No emotion is depicted on the icon board, only hieroglyphic formulas—principles—of depiction. There is no effort to convey the psychological reality esteemed in the Western portrait tradition. All emphasis in is on leading the viewer in continuous motion toward an ascendant reality outside time and history. Sr. Eliseea’s incantatory calligraphic inscriptions advance the icon’s aspiration toward the sacred—the Logos—in its iconological aspect. This is a symbolic realm, conformed to theology but not identical to it.

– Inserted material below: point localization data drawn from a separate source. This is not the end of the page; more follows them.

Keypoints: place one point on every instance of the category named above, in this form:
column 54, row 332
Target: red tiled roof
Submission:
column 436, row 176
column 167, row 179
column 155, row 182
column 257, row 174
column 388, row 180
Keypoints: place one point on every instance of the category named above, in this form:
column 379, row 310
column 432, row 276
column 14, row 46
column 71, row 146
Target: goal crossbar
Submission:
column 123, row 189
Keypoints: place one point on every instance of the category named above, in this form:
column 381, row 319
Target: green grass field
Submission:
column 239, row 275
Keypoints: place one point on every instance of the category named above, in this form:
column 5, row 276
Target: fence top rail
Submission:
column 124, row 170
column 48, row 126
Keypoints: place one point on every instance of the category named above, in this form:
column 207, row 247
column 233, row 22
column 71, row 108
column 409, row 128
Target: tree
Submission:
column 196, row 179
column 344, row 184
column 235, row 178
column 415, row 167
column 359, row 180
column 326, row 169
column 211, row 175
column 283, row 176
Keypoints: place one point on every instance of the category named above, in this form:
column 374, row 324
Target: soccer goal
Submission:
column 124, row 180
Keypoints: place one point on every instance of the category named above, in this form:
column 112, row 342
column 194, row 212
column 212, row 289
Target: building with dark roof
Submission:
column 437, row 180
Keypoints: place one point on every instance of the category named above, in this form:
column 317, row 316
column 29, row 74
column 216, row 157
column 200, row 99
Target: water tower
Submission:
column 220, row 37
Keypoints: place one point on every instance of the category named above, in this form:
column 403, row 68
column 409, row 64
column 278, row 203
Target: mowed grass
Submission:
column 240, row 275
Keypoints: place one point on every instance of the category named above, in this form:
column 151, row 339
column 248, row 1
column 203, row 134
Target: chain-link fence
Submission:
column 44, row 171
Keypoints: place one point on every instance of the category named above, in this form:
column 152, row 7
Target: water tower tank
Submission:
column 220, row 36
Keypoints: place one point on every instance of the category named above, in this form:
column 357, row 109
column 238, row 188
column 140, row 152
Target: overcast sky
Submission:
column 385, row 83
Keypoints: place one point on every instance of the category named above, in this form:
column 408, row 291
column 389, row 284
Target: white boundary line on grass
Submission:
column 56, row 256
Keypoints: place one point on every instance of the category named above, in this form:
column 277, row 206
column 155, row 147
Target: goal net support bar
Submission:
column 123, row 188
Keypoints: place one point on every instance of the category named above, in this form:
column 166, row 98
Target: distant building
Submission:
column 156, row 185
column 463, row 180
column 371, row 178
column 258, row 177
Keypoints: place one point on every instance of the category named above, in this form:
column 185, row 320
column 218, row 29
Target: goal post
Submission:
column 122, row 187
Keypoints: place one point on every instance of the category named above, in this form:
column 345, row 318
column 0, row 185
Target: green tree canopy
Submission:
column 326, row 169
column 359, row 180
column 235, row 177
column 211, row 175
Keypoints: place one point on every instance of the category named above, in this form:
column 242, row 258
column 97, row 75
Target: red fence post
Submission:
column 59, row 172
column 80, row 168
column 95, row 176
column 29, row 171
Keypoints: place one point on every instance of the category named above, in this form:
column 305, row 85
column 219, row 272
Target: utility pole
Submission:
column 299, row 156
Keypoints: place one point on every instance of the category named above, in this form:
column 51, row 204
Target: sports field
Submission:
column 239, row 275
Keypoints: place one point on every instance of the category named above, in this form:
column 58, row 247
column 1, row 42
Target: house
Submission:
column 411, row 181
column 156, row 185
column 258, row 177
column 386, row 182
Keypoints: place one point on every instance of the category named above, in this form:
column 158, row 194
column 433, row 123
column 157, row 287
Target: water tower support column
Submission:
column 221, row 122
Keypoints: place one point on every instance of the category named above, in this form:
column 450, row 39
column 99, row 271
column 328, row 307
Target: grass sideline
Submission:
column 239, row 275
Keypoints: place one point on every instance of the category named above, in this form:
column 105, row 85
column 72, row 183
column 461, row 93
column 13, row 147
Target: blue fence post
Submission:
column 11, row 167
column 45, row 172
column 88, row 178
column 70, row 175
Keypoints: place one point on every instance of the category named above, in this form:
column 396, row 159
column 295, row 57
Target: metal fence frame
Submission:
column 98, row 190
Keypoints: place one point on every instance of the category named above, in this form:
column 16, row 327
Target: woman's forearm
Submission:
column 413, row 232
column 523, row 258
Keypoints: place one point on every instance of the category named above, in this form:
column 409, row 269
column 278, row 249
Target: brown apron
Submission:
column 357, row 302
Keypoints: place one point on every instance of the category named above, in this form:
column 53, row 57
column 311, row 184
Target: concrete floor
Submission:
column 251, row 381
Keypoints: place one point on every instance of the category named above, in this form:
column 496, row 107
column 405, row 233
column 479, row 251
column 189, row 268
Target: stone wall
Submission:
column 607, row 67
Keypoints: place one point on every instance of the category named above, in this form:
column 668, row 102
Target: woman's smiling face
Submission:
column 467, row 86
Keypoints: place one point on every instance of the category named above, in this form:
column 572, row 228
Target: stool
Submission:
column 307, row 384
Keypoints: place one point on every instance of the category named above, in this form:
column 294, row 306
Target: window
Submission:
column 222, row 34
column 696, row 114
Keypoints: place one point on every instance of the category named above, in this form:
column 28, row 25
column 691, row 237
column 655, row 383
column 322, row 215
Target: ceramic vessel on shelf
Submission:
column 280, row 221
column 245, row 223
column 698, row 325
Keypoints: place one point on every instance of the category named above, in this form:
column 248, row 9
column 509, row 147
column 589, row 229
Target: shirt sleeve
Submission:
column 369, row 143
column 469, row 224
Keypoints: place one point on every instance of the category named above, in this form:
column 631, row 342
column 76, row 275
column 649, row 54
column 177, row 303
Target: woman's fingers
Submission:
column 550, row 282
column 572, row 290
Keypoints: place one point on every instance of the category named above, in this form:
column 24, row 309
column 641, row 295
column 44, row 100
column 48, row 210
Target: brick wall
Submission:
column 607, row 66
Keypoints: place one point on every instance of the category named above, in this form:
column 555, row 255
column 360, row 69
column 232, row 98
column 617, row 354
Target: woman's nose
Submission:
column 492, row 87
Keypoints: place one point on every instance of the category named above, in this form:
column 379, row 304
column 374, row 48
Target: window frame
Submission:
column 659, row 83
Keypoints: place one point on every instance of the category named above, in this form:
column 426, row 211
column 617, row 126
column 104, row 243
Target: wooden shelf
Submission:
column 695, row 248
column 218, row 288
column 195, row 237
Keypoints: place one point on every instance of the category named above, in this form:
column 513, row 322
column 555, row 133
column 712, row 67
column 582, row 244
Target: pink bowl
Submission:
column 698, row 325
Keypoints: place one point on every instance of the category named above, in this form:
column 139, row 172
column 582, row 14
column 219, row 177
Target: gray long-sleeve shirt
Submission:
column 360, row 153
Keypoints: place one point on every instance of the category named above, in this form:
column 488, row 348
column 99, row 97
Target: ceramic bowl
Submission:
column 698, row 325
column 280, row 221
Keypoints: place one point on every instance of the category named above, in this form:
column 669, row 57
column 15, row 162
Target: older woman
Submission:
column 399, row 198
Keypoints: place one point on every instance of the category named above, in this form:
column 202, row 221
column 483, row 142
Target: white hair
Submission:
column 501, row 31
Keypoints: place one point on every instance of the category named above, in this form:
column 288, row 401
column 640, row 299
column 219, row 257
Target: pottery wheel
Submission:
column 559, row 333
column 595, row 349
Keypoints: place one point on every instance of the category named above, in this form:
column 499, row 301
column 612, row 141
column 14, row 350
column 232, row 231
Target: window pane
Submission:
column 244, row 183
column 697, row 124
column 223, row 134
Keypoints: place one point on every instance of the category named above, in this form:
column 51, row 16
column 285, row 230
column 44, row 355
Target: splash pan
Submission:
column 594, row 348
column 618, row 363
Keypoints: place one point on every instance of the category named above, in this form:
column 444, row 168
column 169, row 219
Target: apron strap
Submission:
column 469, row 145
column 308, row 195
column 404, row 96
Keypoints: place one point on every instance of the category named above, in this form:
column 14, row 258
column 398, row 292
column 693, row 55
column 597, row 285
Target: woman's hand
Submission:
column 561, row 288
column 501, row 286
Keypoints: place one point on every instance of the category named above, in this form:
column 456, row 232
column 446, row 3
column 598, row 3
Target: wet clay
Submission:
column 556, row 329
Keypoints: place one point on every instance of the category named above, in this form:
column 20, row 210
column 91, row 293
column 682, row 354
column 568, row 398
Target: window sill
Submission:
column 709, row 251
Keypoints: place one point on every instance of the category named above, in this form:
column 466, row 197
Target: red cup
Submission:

Guiding the selections for One Faith, East and West is the assumption that faith is primary in matters of artistic achievement in sacred art. Were that true, this would have been more than the unexceptional exhibit that it is. True, in Sr. Eliseea’s icons faith and talent are in communion with each other. But her gifts are distinct from her faith.
Rouault once said that, with respect to sacred art, “one must begin by loving painting.” (Something quite different from loving the image of oneself as a Christian painter.) In commenting on the great periods of religious art in the past, Chagall remarked “. . . there were good and bad artists even then. The difference did not lie in their piety but in their painterly ability.”
Overall, there was not enough of interest to keep me hanging about the gallery for at least another hour. I ducked out into a downpour to an overpriced Italian restaurant close by. Pappardelle con ragù degli Appennini is, undeniably, a thing of beauty. And Montepulciano is good for wet feet.
I never made the lecture. It was not necessary. There was nothing talk could add to the testimony on the walls.
NOTE: This site was hacked some months ago. Rogue ads were inserted into text. Images were erased. Many images—i.e. those by Dony Mcmanus and Sr. Papacioc—cannot be replaced.